What is the best way to check whether a map $\Phi$ is positive, i.e., $$\Phi\left(x\right) \geq 0 \iff x \geq 0?$$
Is there a way to describe the modification of the eigenvalues of matrix argument $x$ by the map, in order to check whether they remain non-negative?
Also, a completely positive map in Kraus' decomposition $$\Phi\left(x\right) = \sum_i M_i x M_i^\dagger$$ must be positive, but how can this be demonstrated?

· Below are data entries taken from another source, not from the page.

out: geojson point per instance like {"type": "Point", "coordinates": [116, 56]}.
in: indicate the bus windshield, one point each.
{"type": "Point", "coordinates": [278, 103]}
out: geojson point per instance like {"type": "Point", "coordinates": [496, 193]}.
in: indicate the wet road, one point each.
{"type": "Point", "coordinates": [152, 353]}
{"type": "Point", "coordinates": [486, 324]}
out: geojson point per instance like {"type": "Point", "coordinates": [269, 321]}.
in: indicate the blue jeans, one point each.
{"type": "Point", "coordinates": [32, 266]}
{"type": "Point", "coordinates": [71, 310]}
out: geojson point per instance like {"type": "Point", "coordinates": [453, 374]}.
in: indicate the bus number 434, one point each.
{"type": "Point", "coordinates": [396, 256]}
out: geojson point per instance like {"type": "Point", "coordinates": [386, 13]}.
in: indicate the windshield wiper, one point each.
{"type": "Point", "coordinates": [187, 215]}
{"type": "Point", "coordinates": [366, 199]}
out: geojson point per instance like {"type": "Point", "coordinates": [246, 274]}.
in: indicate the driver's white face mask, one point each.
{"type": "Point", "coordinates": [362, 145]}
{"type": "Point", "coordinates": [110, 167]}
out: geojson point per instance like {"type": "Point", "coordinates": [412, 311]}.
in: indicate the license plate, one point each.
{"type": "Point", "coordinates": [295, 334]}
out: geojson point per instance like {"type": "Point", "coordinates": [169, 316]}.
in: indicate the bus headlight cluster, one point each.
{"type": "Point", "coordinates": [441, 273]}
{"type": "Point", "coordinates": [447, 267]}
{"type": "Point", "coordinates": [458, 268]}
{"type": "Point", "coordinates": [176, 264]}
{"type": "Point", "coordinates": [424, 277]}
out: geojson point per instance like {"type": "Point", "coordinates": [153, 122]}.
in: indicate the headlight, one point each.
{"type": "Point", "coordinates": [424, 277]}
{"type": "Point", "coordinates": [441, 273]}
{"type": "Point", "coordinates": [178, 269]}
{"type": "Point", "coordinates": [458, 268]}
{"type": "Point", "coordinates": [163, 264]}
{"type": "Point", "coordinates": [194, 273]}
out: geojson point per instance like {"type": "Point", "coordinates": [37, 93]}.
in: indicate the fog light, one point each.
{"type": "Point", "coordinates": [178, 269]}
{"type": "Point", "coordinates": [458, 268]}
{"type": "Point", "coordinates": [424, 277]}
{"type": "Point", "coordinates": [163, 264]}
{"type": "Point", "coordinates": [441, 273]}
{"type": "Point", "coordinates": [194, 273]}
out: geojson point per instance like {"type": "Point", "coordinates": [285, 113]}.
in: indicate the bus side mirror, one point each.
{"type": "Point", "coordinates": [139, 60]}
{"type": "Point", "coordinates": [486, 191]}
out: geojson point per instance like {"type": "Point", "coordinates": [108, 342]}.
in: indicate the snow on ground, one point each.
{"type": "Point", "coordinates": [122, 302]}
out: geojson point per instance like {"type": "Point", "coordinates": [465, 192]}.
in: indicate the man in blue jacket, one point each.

The question of how to check whether a map $\Phi$ is positive is an area of active research. One sufficient set of criteria is given in the paper Doherty, Parillo, Spedalieri A Complete Family of Separability Criteria (in particular, the paper discusses the equivalent problem of detecting an element of the dual cone).
If $\Phi:\mathcal M_m \to \mathcal M_n$ where $m=2$ and $n = 3$ or $n = 3$ and $m=2$, then it is known that $\Phi$ is positive if and only if it is decomposable. That is, we must be able to write $\Phi = \Phi_1 + \Phi_2$ where $x \mapsto \Phi_1(x)$ and $x \mapsto \Phi_2(x^T)$ are completely positive ($x^T$ denotes the transpose of $x$).
If $\Phi$ has a Kraus representation, then we note that for any $y \in \Bbb C^n$, we have $$ y^\dagger(\Phi(x))y = y^\dagger \left(\sum_{i} M_i x M_i^\dagger \right)y = \sum_{i}(M_i^\dagger y)^\dagger x(M_i^\dagger y) \geq 0 $$ It follows that $\Phi$ is a positive map.